Когда поздно ночью всю сцену прогнали от начала и до конца, строгий Буранов, сам не ожидая этого от себя, вдруг крикнул:

– Браво!

Марек был бы снова счастлив, если бы все это видела Зина. Увы, она не была занята в этом эпизоде и давно ушла домой.

С репетиции шли вместе Марк и Эдик. Неотразимый Вавилов недавно потерпел крушение на любовном фронте. Однокурсница, на которой он всерьез собирался жениться, написала из Перми, что считает его человеком несерьезным и выходит замуж за другого. Но на работе над ролью Галилея это никоим образом не сказалось. Никому о своей личной драме Эдик не говорил, и только своему другу Марку рассказал все.

Марк молча слушал, понимая, что утешения бесполезны, а Эдик неожиданно остановился и сказал:

– Марк, я тебя очень прошу: женись, пожалуйста, на Зине. Пусть у вас будет много детей. А я буду приходить к вам и играть с ними. Сам я, наверное, уже никогда не женюсь.

Марк хотел было сказать, что не надо загадывать, будут другие девушки, ты еще женишься, но Вавилов резко повернулся и быстро пошел в сторону своего дома.


ххх


Зина и Марк не поженятся, и никаких общих детей у них не будет.

Зина быстро поймет, или, скорее, почувствует, что Марк, вроде такой мягкий, добрый и податливый, обладает каким-то внутренним железным стержнем. Он может уступать по мелочам, но в более  серьезных делах будет вести себя по-своему, так, как он сам считает нужным.

Марк ей не подходил, поскольку и она сама была такой же. А у нее были свои взгляды на жизнь, не во всем совпадающие с холодовскими.

Ее дядя, Андрей Илларионович Коркин, который всего на пять лет был старше племянницы, сделает блестящую карьеру при советской власти, а после крушения социализма его дела и вовсе пойдут в гору. Он возглавит один из сибирских регионов, по своей территории способного вместить четыре Франции.

Зину он позовет в свою команду еще во время губернаторских выборов, а после победы попросит остаться. Взять ее в свою администрацию он не сможет – побоится обвинений в семейственности. Поэтому он предложит ей другую работу.
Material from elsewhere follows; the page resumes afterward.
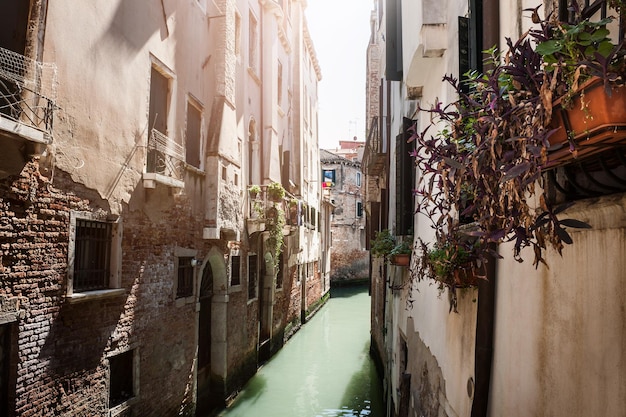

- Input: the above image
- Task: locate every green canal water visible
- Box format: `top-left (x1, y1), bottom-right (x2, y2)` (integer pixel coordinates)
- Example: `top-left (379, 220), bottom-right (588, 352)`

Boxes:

В этом субъекте федерации живут несколько малочисленных и очень самобытных народов. И вот эти маленькие народы создадут губернатору самые большие проблемы. Воцарившийся на всей территории России дикий капитализм окажется к ним особенно безжалостным. Нефтяные компании будут портить им пастбища, всякие проходимцы скупать за бесценок оленину и соболей, одаривая мужскую часть огненной и весьма вредной для организма этих людей водой.
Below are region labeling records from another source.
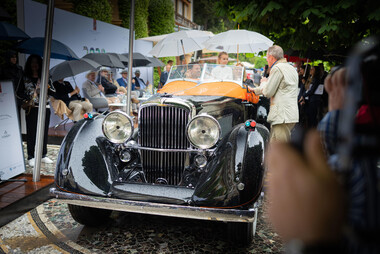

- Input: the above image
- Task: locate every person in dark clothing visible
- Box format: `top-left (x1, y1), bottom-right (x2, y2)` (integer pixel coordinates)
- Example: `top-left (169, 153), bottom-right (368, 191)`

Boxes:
top-left (24, 55), bottom-right (55, 167)
top-left (53, 79), bottom-right (92, 122)
top-left (263, 64), bottom-right (269, 78)
top-left (96, 67), bottom-right (118, 97)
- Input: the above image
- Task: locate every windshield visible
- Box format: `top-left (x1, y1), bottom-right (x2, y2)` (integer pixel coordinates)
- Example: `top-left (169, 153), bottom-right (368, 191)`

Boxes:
top-left (167, 64), bottom-right (243, 85)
Андрей Илларионович вместе с Зинаидой Юрьевной еще во время предвыборной кампании поймут, что надо что-то делать. Они создадут фонд «Вектор добра», куда губернатор фактически вынудит нефтяных магнатов перечислять крохи от своих доходов. Но этих крох вполне хватит, чтобы не пышущих здоровьем детей охотников и оленеводов регулярно вывозить на курорты Черного моря. А их нетрезвых отцов лечить от болезни, которую почему-то называют «русской».
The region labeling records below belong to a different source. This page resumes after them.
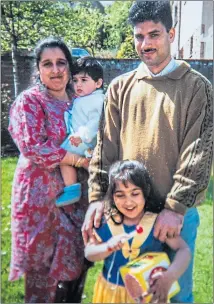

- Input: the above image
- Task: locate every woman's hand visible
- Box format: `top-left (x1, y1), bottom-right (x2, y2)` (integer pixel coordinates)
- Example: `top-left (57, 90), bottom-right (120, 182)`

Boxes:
top-left (148, 271), bottom-right (174, 303)
top-left (82, 201), bottom-right (104, 245)
top-left (69, 136), bottom-right (82, 147)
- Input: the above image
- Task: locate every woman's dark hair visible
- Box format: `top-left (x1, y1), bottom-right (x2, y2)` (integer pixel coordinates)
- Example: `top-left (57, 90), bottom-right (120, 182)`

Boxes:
top-left (128, 0), bottom-right (172, 32)
top-left (34, 37), bottom-right (73, 90)
top-left (105, 160), bottom-right (164, 224)
top-left (72, 56), bottom-right (103, 87)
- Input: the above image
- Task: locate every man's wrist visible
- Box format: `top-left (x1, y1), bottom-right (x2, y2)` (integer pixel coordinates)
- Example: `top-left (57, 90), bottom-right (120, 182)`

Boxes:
top-left (164, 198), bottom-right (188, 216)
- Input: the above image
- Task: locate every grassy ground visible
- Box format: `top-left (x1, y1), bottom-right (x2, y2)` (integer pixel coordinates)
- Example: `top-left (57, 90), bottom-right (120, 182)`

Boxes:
top-left (1, 158), bottom-right (213, 304)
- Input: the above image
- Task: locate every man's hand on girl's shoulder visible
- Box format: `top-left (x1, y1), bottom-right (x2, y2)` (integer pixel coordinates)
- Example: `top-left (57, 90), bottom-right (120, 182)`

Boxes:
top-left (154, 209), bottom-right (184, 242)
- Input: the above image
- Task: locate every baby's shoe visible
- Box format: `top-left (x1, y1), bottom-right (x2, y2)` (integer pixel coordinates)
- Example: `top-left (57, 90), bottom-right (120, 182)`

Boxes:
top-left (56, 183), bottom-right (81, 207)
top-left (84, 149), bottom-right (94, 158)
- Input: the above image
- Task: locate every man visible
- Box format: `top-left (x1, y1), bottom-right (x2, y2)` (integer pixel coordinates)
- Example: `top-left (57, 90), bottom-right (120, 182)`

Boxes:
top-left (82, 1), bottom-right (213, 303)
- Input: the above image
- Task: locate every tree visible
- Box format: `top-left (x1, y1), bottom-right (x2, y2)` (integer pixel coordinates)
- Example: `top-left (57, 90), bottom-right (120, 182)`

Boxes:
top-left (105, 1), bottom-right (132, 50)
top-left (1, 1), bottom-right (103, 97)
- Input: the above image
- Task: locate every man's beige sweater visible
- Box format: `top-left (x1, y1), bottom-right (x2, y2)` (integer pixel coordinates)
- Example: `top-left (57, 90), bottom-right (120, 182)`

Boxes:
top-left (89, 61), bottom-right (213, 214)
В начале XXI века о Зинаиде Юрьевне будут писать в «Огоньке» и в «Известиях», за опытом станут приезжать чиновники из других регионов. Она не только сама прославится, но и сделает своего дядю одним из самых непотопляемых губернаторов России. Президенты страны будут меняться, а главой региона долгие годы будет оставаться Андрей Илларионович Коркин. Политологи не смогут объяснить столь странный феномен. Может быть, все дело в том, что он вместе с Зинаидой Юрьевной с самого начала выберет верный вектор?